Google CEO Hinted at a YouTube Crackdown Before Crowder Demonetization

June 14th, 2019 10:14 PM

It's starting to look like the recent demonetization of Steven Crowder's Louder With Crowder YouTube channel, despite the admission by YouTube a day earlier that his channel did not violate their policies, was used as an excuse to institute an already planned crackdown on free speech on that platform. Who is the source for this information about a crackdown? Why, the CEO of Google himself, Sundar Pichai, who announced such a crackdown during an Axios on HBO interview broadcast on Sunday but it was recorded BEFORE the demonetization of Crowder's channel.

Here is Pichai announcing in advance the crackdown on YouTube speech to Ina Fried of Axios: 

 

 

None of us want harmful content on our platforms. I think last quarter alone we removed nine million videos from the platform. More recently we have introduced you know just like today we do this in search. We, you know, we rank content based on quality. And so we are bringing that same notion and approach to YouTube, so that we can rank higher quality stuff better and really prevent borderline content.

Content which doesn’t exactly violate policies, which need to be removed, but which can still cause harm. And so we are working hard. It’s a hard computer science problem. It’s also a hard societal problem because we need better frameworks around what is hate speech, what’s not, and how do we as a company make those decisions at scale, and get it right without making mistakes.

So basically any speech that anyone claims to be at all offensive can be punished by the YouTube despite not violating policies. It has already happened to Crowder's channel for just that reason. In that case, "getting it right" was apparently agreeing with the left-wing mobs that try to take conservative content down or demonetize it. "Getting it right" is lining up with America's manufacturers of "conventional wisdom." 

Look we aren’t quite where we want to be. But I think it’s a genuinely hard problem of how do you, YouTube has the scale of the entire Internet. And I think we’re making a lot of progress, but the thing we are trying to do is to bring more authoritative sources and fact checks on videos, which may be controversial. It’s a case where we got it wrong, but that’s what we are trying to do and we are working hard to improve.

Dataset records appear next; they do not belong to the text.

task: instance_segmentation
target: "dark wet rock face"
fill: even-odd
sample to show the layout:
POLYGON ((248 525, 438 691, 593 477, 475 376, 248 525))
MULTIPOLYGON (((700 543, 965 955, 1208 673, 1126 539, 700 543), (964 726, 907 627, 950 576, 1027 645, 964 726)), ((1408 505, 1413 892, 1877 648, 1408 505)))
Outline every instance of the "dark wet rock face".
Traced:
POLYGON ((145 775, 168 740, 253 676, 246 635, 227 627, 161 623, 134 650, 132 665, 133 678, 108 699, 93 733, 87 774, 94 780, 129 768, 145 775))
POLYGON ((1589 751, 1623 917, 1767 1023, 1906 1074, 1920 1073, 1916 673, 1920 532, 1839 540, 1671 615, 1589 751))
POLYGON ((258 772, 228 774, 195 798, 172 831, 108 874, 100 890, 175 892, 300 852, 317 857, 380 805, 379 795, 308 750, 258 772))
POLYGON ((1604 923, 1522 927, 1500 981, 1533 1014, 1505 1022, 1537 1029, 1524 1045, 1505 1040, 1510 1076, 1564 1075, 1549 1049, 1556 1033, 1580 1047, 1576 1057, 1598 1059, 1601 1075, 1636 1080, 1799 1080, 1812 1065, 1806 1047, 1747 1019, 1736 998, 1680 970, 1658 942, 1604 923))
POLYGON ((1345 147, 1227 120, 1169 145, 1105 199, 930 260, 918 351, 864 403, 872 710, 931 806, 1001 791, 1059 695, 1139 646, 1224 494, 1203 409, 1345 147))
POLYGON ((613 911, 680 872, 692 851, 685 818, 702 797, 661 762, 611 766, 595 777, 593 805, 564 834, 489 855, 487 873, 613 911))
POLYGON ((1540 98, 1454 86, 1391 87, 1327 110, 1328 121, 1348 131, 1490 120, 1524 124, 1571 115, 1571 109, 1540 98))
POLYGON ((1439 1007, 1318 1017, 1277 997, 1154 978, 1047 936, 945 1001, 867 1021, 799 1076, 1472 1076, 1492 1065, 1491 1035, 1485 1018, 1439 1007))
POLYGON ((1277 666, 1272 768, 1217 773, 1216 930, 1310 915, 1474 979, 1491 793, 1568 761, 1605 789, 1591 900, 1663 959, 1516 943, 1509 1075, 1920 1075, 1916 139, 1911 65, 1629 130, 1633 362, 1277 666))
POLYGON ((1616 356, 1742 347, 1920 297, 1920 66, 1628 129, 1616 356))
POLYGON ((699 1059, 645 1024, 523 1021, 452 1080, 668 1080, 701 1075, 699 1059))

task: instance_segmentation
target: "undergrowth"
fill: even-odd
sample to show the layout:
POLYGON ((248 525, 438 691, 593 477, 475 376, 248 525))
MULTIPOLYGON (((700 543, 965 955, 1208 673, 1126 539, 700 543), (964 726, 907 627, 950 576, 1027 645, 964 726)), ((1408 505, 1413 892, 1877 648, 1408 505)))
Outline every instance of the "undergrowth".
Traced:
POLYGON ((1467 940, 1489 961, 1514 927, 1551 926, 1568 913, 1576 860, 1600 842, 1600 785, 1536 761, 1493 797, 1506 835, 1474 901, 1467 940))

Under pressure from the "mainstream media," YouTube is seeking to add liberal "quality control" to the mix, trying to identify the "authoritative sources" [the Old Media brands] and "fact checks" [based on what liberals define as facts, which are often merely their opinions.

If there is anywhere in this interview in which Pichai promotes or praises free speech in any way, I haven't found it. His shtick seems to be all about stifling free speech because somebody somewhere out there might be offended by its content.